国王軍の監視塔に警備隊も置かれている為、比較的安全。
(しかし、僕は今回の調査隊には編入されなかったのか……)と下を向いて、残念がる。
「王子様、靴下を。どうぞ、お座り下さい」
それに、アレクは頷き、ベットに腰を下ろした。
右足をしゃがんでいる侍女の前に出す。
おぉ。とセシリアが声を上げ、彼の足をまじまじと見ていた。
(なんか、僕、見入られてるんだが………)
侍女の方は、セシリアの声に気にも留めず、手際良く、白の黒い棒線が二本入った靴下を右と左足にはかせた。
ちなみに、その靴下には、王家の紋章が入っている。
アレクに靴もしっかり履かせたら、その侍女が後ろへ数歩ほど下がった。
それを確認したアレクは身を乗り出すように前に飛んで、立ち上がる。
そして、自分の足で部屋に置かれている等身大の鏡の前に立つ。
一人の侍女がうやうやしく一礼すると、くしを使って、彼の絡まった髪の毛と整え始める。

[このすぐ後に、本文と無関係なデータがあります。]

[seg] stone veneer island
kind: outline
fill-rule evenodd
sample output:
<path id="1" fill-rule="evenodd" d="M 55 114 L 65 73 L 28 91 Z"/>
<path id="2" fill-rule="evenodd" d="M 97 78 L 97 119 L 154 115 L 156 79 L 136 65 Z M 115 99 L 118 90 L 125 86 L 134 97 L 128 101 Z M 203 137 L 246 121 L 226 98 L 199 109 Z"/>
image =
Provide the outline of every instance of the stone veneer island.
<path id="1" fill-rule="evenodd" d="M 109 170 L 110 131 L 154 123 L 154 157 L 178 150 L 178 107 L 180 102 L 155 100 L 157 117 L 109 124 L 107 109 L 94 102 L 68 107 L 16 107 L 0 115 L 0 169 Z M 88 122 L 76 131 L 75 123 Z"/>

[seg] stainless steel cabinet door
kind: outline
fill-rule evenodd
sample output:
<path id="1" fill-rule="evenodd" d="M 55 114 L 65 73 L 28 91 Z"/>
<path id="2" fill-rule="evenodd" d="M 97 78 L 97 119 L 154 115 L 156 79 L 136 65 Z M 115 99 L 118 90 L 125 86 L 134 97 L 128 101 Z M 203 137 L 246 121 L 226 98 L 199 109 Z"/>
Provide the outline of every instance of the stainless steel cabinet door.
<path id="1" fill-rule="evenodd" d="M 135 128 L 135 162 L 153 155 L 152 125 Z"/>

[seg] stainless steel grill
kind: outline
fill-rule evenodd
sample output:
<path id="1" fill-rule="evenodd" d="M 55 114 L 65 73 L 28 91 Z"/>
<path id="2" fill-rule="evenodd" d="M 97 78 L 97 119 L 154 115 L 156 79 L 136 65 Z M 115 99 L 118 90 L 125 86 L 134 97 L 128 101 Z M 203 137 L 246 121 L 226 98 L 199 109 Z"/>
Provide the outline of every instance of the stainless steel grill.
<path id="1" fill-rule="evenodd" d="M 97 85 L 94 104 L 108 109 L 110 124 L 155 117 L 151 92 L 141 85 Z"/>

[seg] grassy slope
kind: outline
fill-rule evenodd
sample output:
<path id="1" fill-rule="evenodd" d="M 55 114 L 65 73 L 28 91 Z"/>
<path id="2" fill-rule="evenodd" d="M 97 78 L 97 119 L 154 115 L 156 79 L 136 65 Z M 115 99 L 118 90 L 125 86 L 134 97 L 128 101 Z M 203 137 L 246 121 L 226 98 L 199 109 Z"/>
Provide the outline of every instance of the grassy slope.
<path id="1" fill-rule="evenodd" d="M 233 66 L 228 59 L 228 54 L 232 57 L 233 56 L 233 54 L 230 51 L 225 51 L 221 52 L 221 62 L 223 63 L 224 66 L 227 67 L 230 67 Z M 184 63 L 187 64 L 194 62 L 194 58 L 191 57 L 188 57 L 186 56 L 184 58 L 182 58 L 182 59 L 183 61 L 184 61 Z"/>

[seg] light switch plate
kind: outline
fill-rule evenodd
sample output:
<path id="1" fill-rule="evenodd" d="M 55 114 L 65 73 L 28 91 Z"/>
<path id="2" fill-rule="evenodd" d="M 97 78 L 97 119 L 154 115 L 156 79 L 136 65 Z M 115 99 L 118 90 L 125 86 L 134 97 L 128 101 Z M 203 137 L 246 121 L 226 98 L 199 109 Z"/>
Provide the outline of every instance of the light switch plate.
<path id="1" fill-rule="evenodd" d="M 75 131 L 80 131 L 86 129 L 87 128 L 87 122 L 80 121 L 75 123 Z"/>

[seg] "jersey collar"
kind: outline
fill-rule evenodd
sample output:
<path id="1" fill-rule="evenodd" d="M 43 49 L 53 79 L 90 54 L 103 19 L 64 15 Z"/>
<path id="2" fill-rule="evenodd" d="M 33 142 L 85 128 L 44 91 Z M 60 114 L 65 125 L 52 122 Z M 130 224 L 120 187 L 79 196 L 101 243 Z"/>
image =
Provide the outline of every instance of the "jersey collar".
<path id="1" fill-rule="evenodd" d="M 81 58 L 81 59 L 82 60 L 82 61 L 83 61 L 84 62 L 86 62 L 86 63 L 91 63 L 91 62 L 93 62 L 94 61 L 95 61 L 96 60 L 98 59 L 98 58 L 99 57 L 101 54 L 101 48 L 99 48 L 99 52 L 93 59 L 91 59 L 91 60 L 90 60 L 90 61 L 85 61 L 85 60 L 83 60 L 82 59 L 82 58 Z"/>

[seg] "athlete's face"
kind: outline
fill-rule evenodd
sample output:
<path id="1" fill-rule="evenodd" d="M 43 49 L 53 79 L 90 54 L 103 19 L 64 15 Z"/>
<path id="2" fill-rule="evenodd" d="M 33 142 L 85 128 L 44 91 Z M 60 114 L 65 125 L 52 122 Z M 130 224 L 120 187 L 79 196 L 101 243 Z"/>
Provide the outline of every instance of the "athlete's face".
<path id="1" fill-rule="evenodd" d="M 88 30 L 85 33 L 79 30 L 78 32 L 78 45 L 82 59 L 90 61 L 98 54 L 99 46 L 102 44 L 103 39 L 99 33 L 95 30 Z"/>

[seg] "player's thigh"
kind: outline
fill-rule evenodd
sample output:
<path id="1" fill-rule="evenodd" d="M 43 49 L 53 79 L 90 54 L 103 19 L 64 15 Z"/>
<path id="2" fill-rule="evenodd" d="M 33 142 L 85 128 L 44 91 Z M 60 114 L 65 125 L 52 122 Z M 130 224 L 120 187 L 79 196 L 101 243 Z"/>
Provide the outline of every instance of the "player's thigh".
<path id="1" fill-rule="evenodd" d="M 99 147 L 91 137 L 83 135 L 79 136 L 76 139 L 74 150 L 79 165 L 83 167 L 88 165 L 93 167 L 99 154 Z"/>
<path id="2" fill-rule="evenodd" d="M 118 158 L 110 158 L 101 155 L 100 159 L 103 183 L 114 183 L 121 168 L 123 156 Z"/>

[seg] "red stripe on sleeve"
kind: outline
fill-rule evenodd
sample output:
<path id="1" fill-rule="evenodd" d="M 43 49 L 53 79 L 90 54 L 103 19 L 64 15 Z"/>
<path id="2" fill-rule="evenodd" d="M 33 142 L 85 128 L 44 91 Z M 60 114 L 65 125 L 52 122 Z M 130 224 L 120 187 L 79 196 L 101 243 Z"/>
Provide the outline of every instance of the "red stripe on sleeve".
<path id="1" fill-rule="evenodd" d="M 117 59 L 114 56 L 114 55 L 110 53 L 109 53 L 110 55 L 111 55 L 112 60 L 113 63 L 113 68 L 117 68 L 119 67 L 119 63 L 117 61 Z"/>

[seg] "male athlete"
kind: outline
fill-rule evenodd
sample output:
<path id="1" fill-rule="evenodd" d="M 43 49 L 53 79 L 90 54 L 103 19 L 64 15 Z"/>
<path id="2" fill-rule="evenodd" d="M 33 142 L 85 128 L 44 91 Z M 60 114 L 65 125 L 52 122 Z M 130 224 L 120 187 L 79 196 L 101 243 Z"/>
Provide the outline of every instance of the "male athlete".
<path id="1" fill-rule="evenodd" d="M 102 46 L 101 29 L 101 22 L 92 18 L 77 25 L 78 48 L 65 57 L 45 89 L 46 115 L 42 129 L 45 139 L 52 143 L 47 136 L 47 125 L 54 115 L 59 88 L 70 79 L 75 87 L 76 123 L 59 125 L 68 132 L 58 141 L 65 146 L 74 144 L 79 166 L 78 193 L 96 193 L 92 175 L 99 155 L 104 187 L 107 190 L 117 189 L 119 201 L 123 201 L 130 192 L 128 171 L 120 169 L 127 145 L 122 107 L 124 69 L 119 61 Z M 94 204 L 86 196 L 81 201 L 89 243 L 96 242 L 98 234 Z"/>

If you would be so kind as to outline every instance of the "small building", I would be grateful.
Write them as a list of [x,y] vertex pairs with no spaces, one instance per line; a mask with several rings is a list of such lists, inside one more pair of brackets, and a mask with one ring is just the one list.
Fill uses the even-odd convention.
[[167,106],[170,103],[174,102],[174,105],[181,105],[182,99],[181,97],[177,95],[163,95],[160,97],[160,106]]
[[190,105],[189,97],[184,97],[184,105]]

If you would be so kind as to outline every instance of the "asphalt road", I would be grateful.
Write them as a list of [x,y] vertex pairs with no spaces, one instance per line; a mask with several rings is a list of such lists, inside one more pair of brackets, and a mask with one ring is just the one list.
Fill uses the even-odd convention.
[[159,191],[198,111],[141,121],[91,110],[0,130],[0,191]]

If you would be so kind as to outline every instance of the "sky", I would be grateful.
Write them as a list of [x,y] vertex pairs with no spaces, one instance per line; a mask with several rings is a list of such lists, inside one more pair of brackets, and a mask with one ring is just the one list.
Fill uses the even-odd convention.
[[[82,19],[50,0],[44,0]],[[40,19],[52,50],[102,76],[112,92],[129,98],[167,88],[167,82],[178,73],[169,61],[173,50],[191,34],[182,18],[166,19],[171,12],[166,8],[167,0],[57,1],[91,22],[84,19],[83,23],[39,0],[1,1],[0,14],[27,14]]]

繊細な動きで、アレクを不快にさせないと、注意をしているのだろう。
別の侍女が彼の腰辺りに手をまわして、革製のベルトを付ける。
(まったく。これくらい自分で出来るのに。母上はうるさいからな……)と文句を言いつつセシリアの方を鏡越しに見た。
鏡越しで、目線が合うと、彼女は大急ぎで、下を向いた。
「はぁ…もういい。セシリアはさがってよし」
するとセシリアは何度も頭を下げると、足早に部屋を出て行った。
(なんなんだ。あいつは?)とアレクは彼女の行動が不思議に思い、小首を傾げたのであった。